Current plans for exploration missions to the moon, Mars, or other distant surfaces will entail long transit periods in microgravity in a small capsule and stays on extraterrestrial surfaces with <1-Earth gravity. Spaceflight hardware for exploration missions will be severely constrained in mass, volume, and the availability of electric power, which likely precludes a large exercise device like ARED. Thus, there is a need to optimize the resistance exercise device to achieve the greatest musculoskeletal benefits possible with minimal volume and power requirements. A gravity-independent resistance exercise device utilizing an inertial flywheel has been developed to provide eccentric overload with minimal power demand. Training with this device has been shown to protect muscle volume and strength (Alkner and Tesch 2004) and attenuate bone losses (Rittweger et al. 2005) during prolonged bed rest. Thus, eccentric overload training may be effective in spaceflight to prevent losses in muscle mass, strength, and BMD in a more time- (i.e., more mechanical work performed per unit time) and energy-efficient manner (Dudley et al. 1991a). Further, eccentric overload training may minimize muscle damage resulting from eccentric contractions after reloading upon return to a gravitational environment (Prisby et al. 2004). For these reasons, eccentric overload capabilities merit strong consideration for incorporation into future exploration exercise hardware.

Conclusions

Eccentric overload training was superior to eccentric underload training in its ability to stimulate increases in leg press strength and was the only training regimen to increase leg lean tissue mass and greater trochanter BMD after only 8 weeks of training.
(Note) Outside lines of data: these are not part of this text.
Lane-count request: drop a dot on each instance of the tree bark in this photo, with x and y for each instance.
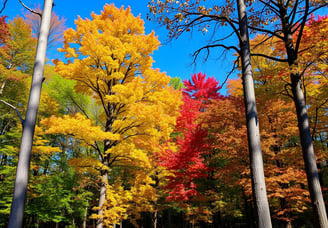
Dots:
(253, 134)
(318, 204)
(84, 225)
(102, 196)
(317, 201)
(23, 166)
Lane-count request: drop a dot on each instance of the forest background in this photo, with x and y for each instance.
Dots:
(189, 166)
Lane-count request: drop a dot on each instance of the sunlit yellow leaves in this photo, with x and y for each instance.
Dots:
(110, 58)
(79, 127)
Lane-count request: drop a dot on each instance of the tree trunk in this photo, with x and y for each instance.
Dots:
(308, 153)
(84, 225)
(318, 204)
(102, 196)
(23, 166)
(253, 134)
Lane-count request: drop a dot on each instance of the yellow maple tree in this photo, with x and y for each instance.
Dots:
(110, 58)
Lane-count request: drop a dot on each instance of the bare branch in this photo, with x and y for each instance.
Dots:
(270, 57)
(29, 9)
(235, 66)
(4, 6)
(298, 41)
(13, 107)
(207, 47)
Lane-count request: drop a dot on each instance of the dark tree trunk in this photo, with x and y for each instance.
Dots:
(318, 204)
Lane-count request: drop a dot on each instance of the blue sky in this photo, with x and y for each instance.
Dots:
(173, 57)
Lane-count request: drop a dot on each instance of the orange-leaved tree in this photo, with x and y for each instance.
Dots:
(110, 58)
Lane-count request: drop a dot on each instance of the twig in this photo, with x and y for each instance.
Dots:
(4, 6)
(13, 107)
(29, 9)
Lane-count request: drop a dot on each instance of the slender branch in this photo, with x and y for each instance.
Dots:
(270, 57)
(275, 33)
(29, 9)
(207, 47)
(4, 6)
(307, 6)
(235, 66)
(13, 107)
(292, 15)
(269, 6)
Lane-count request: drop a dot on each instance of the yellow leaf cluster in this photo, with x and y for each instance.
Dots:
(78, 126)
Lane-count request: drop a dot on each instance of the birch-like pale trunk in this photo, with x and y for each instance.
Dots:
(253, 133)
(311, 169)
(23, 166)
(102, 196)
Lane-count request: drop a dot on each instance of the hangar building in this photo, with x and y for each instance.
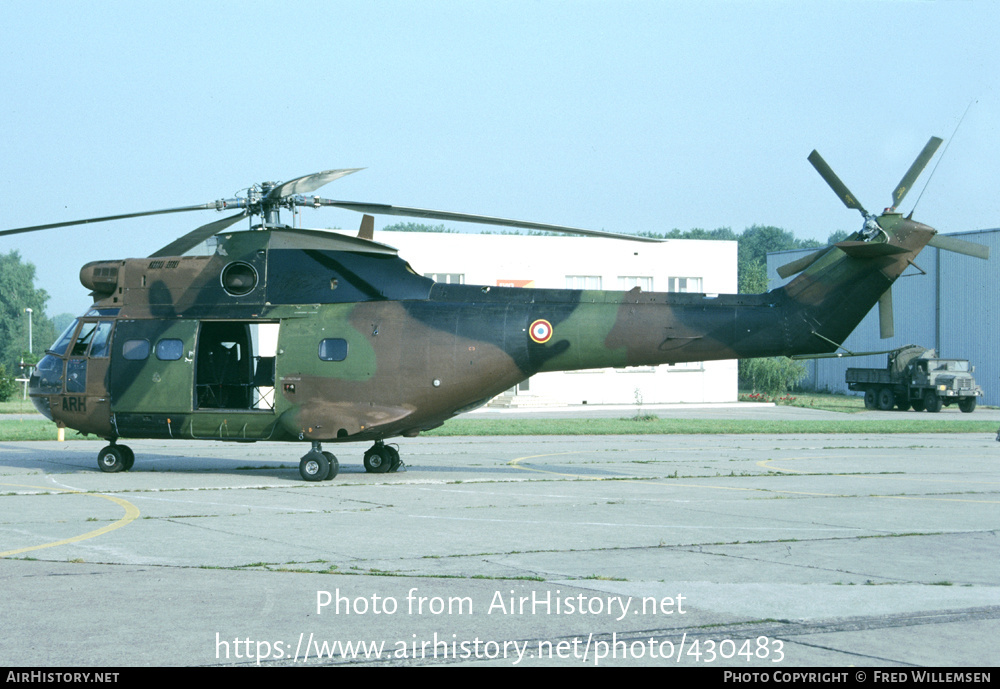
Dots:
(567, 262)
(952, 306)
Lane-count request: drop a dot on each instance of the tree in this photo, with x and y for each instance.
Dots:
(17, 293)
(771, 376)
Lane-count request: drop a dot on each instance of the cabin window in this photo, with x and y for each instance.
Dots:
(135, 350)
(169, 349)
(333, 349)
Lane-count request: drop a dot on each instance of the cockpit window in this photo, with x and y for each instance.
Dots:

While we demonstrated this effect in young, healthy subjects, we suspect that a similar training protocol would benefit aging and rehabilitative populations when employed with appropriate professional oversight. Further, a similar training protocol may improve the efficacy of exercise countermeasures employed to prevent unloading-induced muscle atrophy, decreased muscle strength, and reduced BMD in bedridden patients and in astronauts during prolonged spaceflight.